It’s no secret that I’m a big fan of eating horse and in particular basashi or horsemeat sashimi.
For many years I have yearned to visit Kumamoto and dine on the fine equine delicacies of the area but my schedule has never allowed. Luckily I have stumbled across Bashunro, a specialist horsemeat restaurant that flies fresh horsemeat from the stables of Kumamoto on a daily basis.
For those of you wanting to know, horse meat is a little more gamy than beef but not as strong as wild-run venison. In Japan horses are specially bred for meat generally in small farms just like high-end wagyu. If you are REALLY curious, pony up for a plane ticket and giddy up to the nearest on-trend Izakaya.

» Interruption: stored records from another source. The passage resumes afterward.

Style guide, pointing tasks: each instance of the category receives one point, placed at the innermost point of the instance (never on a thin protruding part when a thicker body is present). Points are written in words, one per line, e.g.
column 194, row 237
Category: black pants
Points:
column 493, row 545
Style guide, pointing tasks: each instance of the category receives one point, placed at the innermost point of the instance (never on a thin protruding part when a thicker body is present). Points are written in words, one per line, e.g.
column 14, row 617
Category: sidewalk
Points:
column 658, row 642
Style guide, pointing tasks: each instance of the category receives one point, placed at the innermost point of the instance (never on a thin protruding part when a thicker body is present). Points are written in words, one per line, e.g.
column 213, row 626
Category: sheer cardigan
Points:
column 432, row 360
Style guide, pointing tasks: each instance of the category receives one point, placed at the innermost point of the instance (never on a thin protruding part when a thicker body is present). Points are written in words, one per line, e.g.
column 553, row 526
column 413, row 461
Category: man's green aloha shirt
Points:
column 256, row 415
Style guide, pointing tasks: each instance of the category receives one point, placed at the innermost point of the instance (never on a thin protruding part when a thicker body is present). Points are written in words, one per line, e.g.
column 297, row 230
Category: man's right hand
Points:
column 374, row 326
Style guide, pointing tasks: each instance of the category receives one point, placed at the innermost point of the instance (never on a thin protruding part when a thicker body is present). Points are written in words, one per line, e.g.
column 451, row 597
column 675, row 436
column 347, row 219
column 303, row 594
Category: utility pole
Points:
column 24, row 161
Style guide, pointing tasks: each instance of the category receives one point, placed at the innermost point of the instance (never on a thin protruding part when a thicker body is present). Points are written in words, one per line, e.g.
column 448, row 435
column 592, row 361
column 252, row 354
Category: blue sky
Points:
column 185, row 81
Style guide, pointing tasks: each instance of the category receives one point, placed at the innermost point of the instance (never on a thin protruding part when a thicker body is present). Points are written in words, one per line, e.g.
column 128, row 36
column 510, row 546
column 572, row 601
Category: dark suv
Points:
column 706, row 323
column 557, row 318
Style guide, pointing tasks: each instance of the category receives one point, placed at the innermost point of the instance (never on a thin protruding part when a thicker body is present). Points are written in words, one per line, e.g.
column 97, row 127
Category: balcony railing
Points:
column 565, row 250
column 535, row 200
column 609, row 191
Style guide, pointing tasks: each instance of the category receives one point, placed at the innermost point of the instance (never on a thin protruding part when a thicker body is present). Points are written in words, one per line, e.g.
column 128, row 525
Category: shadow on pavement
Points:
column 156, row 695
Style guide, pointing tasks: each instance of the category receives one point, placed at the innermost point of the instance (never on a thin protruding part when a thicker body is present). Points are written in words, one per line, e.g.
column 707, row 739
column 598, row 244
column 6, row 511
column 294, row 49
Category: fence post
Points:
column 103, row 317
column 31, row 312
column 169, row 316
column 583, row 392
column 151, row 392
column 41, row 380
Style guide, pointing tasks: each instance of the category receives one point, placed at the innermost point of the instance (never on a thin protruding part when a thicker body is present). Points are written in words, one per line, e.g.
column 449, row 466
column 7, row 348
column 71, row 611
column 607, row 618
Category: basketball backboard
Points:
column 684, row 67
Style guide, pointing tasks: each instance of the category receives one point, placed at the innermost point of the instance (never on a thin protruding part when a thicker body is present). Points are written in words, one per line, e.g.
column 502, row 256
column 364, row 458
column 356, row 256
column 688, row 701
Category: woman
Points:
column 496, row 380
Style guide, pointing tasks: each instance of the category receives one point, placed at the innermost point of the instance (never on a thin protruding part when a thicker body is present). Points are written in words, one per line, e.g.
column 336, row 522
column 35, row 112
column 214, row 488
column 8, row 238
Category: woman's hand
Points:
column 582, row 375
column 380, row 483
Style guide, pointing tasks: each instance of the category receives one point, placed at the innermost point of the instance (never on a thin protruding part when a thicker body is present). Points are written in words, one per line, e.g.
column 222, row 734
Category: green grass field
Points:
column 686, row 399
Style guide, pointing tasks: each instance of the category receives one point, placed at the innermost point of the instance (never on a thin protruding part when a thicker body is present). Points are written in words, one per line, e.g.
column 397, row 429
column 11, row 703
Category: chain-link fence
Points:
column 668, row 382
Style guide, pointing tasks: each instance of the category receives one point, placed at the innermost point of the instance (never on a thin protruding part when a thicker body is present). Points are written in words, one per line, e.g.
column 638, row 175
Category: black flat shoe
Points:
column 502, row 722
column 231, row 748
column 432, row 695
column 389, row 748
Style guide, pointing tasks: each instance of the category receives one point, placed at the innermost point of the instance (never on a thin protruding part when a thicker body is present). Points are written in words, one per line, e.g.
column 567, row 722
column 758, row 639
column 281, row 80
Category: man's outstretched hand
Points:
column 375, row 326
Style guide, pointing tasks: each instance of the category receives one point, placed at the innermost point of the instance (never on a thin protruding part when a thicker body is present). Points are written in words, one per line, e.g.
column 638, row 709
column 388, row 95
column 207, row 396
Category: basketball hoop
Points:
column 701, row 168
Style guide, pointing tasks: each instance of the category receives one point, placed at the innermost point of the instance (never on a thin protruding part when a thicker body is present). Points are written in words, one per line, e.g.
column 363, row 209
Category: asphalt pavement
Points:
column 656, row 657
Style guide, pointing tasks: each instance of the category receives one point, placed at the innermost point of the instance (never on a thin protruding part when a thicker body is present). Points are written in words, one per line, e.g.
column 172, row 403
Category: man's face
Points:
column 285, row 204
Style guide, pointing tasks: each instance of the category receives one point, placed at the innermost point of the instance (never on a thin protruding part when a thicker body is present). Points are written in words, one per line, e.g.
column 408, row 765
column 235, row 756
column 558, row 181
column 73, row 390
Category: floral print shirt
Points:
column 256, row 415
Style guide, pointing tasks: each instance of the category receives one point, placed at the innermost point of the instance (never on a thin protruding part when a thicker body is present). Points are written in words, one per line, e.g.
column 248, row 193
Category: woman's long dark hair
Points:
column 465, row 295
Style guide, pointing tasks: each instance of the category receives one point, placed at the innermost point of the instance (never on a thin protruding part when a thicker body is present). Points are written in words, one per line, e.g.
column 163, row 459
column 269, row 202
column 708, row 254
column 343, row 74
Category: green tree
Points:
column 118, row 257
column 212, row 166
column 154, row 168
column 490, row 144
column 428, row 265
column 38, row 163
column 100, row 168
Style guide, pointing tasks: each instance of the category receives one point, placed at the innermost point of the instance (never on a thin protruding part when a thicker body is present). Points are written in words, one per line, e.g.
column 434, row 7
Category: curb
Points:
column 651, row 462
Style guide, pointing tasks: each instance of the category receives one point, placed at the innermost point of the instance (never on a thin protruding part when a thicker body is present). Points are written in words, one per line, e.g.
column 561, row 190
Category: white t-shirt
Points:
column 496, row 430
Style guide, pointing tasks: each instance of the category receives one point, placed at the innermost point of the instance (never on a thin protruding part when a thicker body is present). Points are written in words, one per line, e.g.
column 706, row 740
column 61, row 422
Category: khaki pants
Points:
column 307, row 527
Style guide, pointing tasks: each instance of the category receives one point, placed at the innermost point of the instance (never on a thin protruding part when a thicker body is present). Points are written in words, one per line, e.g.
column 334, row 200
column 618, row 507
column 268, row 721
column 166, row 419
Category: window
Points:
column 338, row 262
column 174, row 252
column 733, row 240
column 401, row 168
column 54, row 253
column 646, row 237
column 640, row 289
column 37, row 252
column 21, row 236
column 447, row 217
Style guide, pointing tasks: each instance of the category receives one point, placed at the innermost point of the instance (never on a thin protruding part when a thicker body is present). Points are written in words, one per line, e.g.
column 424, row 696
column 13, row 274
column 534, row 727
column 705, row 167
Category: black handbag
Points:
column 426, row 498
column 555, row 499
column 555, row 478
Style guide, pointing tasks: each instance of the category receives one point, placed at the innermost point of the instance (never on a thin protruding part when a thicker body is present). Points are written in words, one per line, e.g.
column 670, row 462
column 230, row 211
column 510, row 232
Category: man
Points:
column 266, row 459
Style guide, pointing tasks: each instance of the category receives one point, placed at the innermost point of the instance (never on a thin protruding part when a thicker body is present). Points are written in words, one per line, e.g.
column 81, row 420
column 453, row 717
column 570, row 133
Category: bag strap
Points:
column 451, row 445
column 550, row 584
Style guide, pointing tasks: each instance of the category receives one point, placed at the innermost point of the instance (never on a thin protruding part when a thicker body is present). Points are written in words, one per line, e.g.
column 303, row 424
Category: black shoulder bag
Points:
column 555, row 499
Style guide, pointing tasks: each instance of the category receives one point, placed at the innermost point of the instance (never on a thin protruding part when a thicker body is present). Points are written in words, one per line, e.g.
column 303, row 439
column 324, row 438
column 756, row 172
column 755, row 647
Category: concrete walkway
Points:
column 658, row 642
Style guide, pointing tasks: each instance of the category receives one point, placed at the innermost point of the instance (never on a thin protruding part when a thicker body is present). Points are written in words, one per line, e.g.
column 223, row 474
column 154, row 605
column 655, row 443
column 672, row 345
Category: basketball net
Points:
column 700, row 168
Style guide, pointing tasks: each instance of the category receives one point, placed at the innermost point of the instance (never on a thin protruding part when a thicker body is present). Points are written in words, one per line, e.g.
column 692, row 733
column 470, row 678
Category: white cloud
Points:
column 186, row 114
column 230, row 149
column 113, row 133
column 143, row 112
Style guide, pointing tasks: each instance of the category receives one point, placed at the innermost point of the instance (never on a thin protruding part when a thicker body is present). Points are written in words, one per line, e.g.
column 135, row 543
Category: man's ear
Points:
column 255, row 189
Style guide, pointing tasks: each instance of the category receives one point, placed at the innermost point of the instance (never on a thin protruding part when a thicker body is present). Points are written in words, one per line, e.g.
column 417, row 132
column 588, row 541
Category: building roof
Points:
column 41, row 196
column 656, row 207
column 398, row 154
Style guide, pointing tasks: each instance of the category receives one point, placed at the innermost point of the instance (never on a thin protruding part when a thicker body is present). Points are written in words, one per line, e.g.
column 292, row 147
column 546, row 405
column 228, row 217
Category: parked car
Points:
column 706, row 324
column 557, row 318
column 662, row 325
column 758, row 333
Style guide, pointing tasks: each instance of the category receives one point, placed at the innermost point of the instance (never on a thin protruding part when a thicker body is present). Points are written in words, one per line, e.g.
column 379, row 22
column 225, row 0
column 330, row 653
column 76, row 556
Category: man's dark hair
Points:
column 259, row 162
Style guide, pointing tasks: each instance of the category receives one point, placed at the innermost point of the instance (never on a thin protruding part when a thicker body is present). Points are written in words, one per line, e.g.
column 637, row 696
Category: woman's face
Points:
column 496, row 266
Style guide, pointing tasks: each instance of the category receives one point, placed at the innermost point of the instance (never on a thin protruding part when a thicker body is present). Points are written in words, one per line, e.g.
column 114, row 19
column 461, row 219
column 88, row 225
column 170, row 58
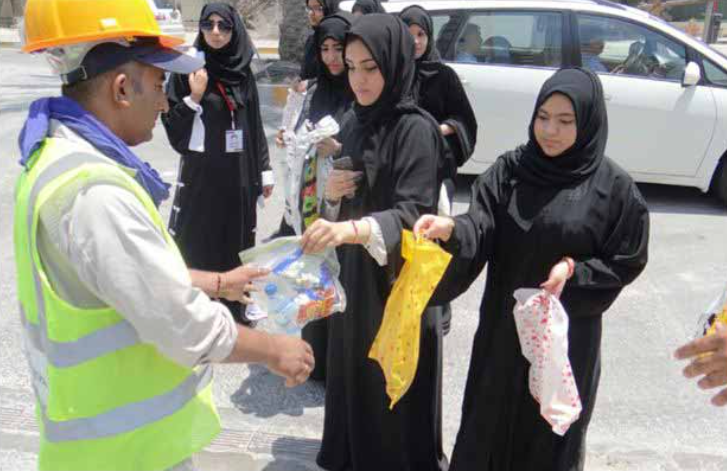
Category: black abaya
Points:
column 521, row 224
column 311, row 63
column 396, row 145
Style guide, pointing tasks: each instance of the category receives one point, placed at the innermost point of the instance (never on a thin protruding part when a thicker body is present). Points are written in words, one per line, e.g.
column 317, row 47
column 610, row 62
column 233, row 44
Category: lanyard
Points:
column 228, row 102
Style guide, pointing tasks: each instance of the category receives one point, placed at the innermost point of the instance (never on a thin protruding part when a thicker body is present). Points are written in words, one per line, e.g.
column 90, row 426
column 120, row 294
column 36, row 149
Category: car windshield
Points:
column 164, row 4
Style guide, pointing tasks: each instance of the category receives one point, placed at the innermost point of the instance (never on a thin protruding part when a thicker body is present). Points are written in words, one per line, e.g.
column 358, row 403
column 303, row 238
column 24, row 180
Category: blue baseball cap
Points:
column 109, row 55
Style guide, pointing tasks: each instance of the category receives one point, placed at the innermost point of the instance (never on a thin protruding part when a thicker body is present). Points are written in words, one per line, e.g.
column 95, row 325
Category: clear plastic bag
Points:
column 542, row 326
column 300, row 146
column 301, row 288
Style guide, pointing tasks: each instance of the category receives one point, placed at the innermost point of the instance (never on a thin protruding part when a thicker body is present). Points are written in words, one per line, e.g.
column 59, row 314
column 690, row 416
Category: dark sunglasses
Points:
column 209, row 25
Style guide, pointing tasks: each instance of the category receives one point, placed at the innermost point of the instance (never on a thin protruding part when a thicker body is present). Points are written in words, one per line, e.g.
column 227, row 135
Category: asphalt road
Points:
column 648, row 417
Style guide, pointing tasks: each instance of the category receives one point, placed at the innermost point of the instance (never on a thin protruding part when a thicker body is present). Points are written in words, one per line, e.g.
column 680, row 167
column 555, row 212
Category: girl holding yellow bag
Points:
column 395, row 146
column 555, row 214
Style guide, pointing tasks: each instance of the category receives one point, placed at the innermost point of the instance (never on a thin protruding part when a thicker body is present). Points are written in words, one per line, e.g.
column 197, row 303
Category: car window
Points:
column 165, row 4
column 512, row 37
column 714, row 74
column 609, row 45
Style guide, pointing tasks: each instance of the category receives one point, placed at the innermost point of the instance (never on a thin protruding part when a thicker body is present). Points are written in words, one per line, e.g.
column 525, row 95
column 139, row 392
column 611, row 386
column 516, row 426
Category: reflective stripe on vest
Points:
column 121, row 419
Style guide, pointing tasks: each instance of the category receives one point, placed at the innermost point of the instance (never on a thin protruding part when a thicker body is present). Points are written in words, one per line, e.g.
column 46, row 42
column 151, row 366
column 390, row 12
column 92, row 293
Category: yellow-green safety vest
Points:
column 105, row 400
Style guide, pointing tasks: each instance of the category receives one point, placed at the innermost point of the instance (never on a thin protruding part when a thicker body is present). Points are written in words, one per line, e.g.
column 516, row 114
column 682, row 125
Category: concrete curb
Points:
column 266, row 47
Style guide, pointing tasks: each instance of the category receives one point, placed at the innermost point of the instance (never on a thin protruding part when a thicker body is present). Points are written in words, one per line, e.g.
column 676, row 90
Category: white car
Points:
column 168, row 16
column 666, row 92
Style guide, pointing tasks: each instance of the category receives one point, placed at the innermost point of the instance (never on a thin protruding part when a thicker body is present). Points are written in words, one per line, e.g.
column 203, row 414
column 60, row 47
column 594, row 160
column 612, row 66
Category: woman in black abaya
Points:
column 395, row 145
column 554, row 213
column 214, row 123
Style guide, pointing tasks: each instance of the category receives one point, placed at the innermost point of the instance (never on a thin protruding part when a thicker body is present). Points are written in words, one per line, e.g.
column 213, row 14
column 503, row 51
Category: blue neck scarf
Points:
column 88, row 127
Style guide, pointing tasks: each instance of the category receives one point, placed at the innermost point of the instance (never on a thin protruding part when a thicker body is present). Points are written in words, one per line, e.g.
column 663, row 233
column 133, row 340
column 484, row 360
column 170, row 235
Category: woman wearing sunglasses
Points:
column 214, row 123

Bashunro is in an upscale area of Osaka where private bars charge $500 a head just to get a seat.
Walking down the dark alleyway a two story backlit image of a stallion leaves no pretence of what lies inside.
I push aside the noren over the doorway happily humming the Mr Ed theme song… “A horse is a horse, is a maincourse of course…”
First course (of course) was a plate of Basashi. The platter included Futa-ego (belly), Toro (fatty belly), Tategami (mane), Jo bara (top belly) and harami (point end brisket). The white somewhat chewy parts of the mane were a challenging and fascinating texture. Although not as intensely marbled as the horsemeat I have tried from Nagano the flavour was delicious.
I love the poster we were given to show which cuts of horse we were eating. This is now my screensaver.
Next up was a steak tartar of the equine variety sliced skilfully with the chef’s yanagiba. A simple dish lightly seasoned with shoyu.
On the counter a thick stone was slowly heated for our Yakiniku course. The stone was seasoned with fatty mane, thin slices of horse shoulder “kurashita” and vegetables grilled at the table. The dipping sauce was a seasoned ira-zake (sake), very different but worked well.
Last course was hari hari nabe.
Hari hari nabe is a traditional spicy Kansai style nabe (hot-pot) served with Minke whale. It has been adapted in recent times to include horsemeat instead of whale but almost always includes maitake mushrooms and crunchy mizuna lettuce. We finished the nabe with a firmer style udon from Akita prefecture.
There was no tongue, heart, intestine or liver on the tasting menu but I guess you can’t always have everything you want.